Mark 5:4 has an interesting construction with διά, and provides an example of why we need to watch the larger context when translating. Vv 3–4 are as follows.
“This man lived in the tombs, and no one could bind him anymore, not even with a chain. For he had often been chained hand and foot (διὰ τὸ αὐτὸν πολλάκις πέδαις καὶ ἁλύσεσιν δεδέσθαι), but he tore the chains apart and broke the irons on his feet (καὶ διεσπάσθαι ὑπ᾿ αὐτοῦ τὰς ἁλύσεις καὶ τὰς πέδας συντετρῖφθαι). No one was strong enough to subdue him” (NIV).
Notice that διὰ goes with three accusatives, each with its own infinitive.
- αὐτὸν ... δεδέσθαι
- διεσπάσθαι ... ἁλύσεις
- πέδας συντετρῖφθαι
But this is where the context comes in. Why was he was not able to be bound? In other words, how are you going to translate διά?

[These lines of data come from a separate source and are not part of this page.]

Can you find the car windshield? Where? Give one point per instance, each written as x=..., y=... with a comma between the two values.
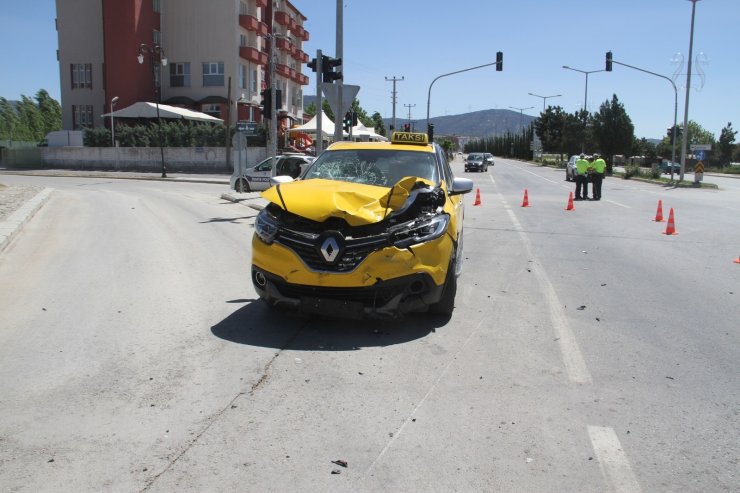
x=373, y=167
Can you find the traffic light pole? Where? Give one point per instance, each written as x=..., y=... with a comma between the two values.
x=429, y=94
x=675, y=110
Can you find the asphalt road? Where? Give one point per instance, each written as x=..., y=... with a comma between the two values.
x=588, y=351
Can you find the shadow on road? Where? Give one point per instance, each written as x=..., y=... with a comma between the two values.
x=256, y=324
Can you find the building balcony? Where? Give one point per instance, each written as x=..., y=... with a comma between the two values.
x=251, y=23
x=298, y=31
x=282, y=18
x=283, y=70
x=253, y=55
x=285, y=45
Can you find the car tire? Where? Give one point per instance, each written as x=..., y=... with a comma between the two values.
x=446, y=304
x=242, y=185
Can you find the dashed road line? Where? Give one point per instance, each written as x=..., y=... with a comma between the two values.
x=612, y=460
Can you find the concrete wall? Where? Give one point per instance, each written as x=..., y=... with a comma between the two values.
x=184, y=159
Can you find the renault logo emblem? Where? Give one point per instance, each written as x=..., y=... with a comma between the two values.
x=330, y=249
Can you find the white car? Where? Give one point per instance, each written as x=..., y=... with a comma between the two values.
x=257, y=178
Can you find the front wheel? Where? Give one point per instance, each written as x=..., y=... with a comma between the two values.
x=446, y=304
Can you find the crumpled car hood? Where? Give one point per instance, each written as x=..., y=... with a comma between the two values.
x=358, y=204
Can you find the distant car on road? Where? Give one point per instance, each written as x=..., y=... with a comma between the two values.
x=476, y=162
x=257, y=178
x=665, y=167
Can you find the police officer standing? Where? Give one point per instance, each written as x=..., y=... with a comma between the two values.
x=582, y=178
x=599, y=169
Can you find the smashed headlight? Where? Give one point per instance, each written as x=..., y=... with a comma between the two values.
x=420, y=230
x=266, y=226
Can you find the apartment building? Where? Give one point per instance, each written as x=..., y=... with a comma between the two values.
x=206, y=44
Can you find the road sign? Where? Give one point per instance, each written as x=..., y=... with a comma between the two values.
x=701, y=147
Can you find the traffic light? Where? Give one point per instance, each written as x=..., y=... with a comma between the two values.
x=265, y=104
x=347, y=122
x=328, y=65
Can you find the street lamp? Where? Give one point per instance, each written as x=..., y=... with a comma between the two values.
x=112, y=128
x=688, y=90
x=521, y=113
x=544, y=98
x=585, y=99
x=156, y=57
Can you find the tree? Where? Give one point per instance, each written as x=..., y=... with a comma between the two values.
x=549, y=128
x=378, y=123
x=613, y=130
x=726, y=143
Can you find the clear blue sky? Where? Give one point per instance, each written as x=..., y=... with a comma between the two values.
x=421, y=39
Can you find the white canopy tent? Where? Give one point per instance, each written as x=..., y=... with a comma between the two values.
x=327, y=127
x=149, y=110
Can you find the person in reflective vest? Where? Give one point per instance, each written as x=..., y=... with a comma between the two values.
x=582, y=178
x=597, y=177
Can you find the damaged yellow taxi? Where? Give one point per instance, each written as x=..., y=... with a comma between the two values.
x=372, y=230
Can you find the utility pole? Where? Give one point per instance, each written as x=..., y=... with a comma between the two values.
x=340, y=56
x=393, y=98
x=409, y=106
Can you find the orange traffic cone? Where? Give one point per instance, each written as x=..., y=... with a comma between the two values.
x=671, y=227
x=570, y=206
x=525, y=202
x=659, y=212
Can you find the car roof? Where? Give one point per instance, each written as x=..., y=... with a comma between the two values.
x=347, y=145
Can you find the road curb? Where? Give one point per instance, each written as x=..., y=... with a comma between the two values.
x=249, y=199
x=13, y=224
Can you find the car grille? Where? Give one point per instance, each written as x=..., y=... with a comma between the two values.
x=307, y=246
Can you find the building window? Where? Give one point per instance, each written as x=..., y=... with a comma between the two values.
x=82, y=116
x=81, y=74
x=212, y=109
x=180, y=74
x=213, y=74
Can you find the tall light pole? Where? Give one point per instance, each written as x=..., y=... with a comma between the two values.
x=688, y=88
x=585, y=101
x=112, y=128
x=409, y=106
x=521, y=113
x=158, y=60
x=544, y=98
x=394, y=79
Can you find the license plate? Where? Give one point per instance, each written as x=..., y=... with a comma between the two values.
x=331, y=307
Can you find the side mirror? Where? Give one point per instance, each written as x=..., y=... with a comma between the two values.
x=461, y=186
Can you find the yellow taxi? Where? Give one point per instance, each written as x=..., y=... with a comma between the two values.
x=373, y=229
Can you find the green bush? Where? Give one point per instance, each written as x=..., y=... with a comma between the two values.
x=631, y=170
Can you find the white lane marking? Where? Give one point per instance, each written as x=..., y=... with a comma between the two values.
x=453, y=360
x=617, y=203
x=575, y=365
x=615, y=466
x=538, y=176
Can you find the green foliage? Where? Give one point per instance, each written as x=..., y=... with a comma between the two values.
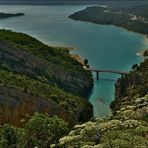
x=39, y=131
x=52, y=65
x=12, y=137
x=43, y=131
x=65, y=100
x=121, y=17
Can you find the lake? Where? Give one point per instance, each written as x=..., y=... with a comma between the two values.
x=105, y=47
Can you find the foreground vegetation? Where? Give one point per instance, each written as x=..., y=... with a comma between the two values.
x=36, y=77
x=126, y=126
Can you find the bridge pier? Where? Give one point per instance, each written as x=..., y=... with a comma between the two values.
x=97, y=73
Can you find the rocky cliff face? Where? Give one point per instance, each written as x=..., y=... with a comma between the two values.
x=36, y=77
x=133, y=85
x=16, y=105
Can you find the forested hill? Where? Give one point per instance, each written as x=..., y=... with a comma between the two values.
x=132, y=18
x=36, y=77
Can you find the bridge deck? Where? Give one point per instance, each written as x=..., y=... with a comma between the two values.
x=107, y=71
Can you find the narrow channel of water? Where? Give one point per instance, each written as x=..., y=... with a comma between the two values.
x=105, y=47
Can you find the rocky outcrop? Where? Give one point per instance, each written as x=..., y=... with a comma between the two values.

The NASB and CSB have “because.” Do you see why that is a poor translation? It says that he could not be bound because he had often been bound, which of course makes no sense. The CSB somewhat fixes this by translating καί as “but”: “but had torn the chains apart.”
Much better to recognize that the reason he could not be bound was because he kept breaking the bonds, and translating διά ... καί as “for ... but,” as does the ESV, NIV, and NRSV. The NLT typically ignores the Greek (losing the explicit connection between result, v 3, and cause, v 4) but gets the sense right. “Whenever he was put into chains and shackles—as he often was—he snapped the chains from his wrists and smashed the shackles.”
So the point is to be careful at looking too closely at a single word and not translating it in context.